The call that went to Levi in Mark 2 was not made to a man who had cleaned himself up. It was made to a man sitting in the middle of the thing that marked him as an outsider. That is the nature of the invitation: it arrives before you are ready, it does not require a presentable version of yourself, and it does not ask you to leave your world behind before you follow. Jesus walked into Levi's world. That is still what he does.


Come see what a Sunday evening looks like; there is a table set and the door is open. Join us here to find out what a gathering at At The Well is really like.

When you are ready to do more than just show up, get involved here and find ways to bring your whole story into what is being built.


Frequently Asked Questions

Q: Can God use my sinful past?

A: Yes, and the story of Levi in Mark 2 makes this concrete.
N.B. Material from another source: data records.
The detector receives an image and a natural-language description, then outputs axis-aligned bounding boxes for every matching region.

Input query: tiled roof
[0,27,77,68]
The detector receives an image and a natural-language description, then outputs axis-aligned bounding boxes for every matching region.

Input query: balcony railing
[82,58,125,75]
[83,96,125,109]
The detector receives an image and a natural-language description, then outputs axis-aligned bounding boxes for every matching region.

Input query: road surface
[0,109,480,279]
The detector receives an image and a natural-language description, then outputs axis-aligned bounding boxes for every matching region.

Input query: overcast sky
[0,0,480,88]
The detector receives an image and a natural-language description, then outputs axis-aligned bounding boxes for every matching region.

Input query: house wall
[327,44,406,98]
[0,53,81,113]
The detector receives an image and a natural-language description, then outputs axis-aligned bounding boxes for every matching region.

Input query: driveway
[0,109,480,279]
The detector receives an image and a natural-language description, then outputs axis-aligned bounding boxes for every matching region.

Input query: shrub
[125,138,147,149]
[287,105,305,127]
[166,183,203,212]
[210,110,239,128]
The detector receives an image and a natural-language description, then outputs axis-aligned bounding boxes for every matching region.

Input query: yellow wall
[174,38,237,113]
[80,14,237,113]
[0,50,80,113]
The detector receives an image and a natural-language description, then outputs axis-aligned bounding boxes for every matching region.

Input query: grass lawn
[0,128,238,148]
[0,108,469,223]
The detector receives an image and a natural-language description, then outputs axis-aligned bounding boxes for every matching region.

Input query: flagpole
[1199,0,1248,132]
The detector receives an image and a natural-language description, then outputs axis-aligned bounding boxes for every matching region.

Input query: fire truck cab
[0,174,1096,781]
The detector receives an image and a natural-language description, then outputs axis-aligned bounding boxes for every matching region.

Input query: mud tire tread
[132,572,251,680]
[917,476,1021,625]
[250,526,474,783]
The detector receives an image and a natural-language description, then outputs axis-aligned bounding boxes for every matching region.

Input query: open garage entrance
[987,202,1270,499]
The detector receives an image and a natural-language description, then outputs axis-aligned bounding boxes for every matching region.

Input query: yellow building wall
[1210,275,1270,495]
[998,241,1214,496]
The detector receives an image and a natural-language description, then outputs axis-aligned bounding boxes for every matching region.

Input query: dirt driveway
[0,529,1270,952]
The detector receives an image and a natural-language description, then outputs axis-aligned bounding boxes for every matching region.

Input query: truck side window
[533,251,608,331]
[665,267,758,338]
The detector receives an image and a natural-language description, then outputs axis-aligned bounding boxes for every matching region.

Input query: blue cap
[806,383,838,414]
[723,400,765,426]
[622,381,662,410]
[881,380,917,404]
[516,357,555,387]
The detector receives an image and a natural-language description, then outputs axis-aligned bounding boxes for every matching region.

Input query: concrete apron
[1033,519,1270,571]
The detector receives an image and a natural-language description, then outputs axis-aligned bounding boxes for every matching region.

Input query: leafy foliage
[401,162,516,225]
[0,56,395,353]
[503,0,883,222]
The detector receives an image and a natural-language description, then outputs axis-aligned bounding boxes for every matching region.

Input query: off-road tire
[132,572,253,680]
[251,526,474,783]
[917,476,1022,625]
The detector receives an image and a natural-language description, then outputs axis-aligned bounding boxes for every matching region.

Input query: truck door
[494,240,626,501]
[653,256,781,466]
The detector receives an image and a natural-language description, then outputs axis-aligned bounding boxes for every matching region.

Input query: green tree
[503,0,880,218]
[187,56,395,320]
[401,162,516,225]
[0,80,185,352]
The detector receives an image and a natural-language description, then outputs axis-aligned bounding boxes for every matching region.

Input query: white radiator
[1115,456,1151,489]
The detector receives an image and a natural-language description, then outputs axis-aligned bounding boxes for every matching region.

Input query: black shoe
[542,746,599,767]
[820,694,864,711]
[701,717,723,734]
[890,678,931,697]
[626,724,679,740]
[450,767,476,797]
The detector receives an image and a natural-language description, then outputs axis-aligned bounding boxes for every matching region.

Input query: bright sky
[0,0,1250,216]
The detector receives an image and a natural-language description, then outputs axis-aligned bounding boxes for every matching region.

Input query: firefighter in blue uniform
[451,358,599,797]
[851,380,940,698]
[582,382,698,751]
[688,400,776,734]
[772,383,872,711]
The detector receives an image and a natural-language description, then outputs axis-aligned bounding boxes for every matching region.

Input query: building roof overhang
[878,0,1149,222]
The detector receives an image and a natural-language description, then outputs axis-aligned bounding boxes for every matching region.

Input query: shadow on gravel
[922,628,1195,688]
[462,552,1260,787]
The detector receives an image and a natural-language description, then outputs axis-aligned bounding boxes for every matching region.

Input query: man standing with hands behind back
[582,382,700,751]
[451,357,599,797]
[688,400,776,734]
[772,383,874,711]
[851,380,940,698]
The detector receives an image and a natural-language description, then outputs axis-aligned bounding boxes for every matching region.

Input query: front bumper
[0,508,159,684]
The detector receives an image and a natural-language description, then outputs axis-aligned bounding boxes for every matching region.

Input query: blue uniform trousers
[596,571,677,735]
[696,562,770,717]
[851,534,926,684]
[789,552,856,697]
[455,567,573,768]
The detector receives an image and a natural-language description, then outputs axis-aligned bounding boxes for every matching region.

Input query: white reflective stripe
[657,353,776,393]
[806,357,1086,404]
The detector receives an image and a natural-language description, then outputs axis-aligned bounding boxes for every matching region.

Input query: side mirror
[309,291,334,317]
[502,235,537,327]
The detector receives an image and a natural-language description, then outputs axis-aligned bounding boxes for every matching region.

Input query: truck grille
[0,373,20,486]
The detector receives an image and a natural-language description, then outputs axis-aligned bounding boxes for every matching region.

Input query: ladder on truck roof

Levi's history as a tax collector, which had marked him as an outcast and stripped him of every social standing, became the exact asset that gave Jesus access to a room full of people he wanted to reach. Your past does not disqualify you from following Jesus; it may be the very thing that gives you credibility with someone who needs to hear your story.

Q: Why did Jesus eat with sinners?

A: Jesus answered this directly in Mark 2:17: "It is not the healthy who need a doctor but the sick. I have not come to call the righteous, but the sinners." He was not lowering his standards or tolerating uncomfortable company. He was describing his mission. In first-century culture, sharing a table was a public declaration of belonging, and Jesus was conferring honor on precisely the people the religious system had stripped of it.

Q: How does Jesus call broken people?

A: He calls them from exactly where they are, not from the cleaned-up version of themselves they have not arrived at yet. When Jesus called Levi in Mark 2, there was no cleanup period, no conditions, and no waiting period. The invitation found Levi in the middle of the specific work that marked him as an outsider. That pattern holds: the call comes before you are ready, not after.

Q: Do I have to have my life together before I can follow Jesus?

A: The story of Levi answers this directly: no. Jesus said "follow me" to a man sitting in a tax booth, one of the most publicly excluded people in his community, without asking him to make restitution first. Levi got up immediately and followed. The prerequisite is not a clean record; it is simply recognizing that you need a physician.

Q: What if the people from my past feel like liabilities I need to leave behind?

A: Levi did not abandon his network after he followed Jesus; he threw a dinner party and invited them all. The relationships and experiences from your old life give you credibility with people who are still in it, because you were there with them. Boundaries matter, and not every old relationship is safe to maintain, but your story among broken people is not baggage. It may be the dinner party waiting to happen.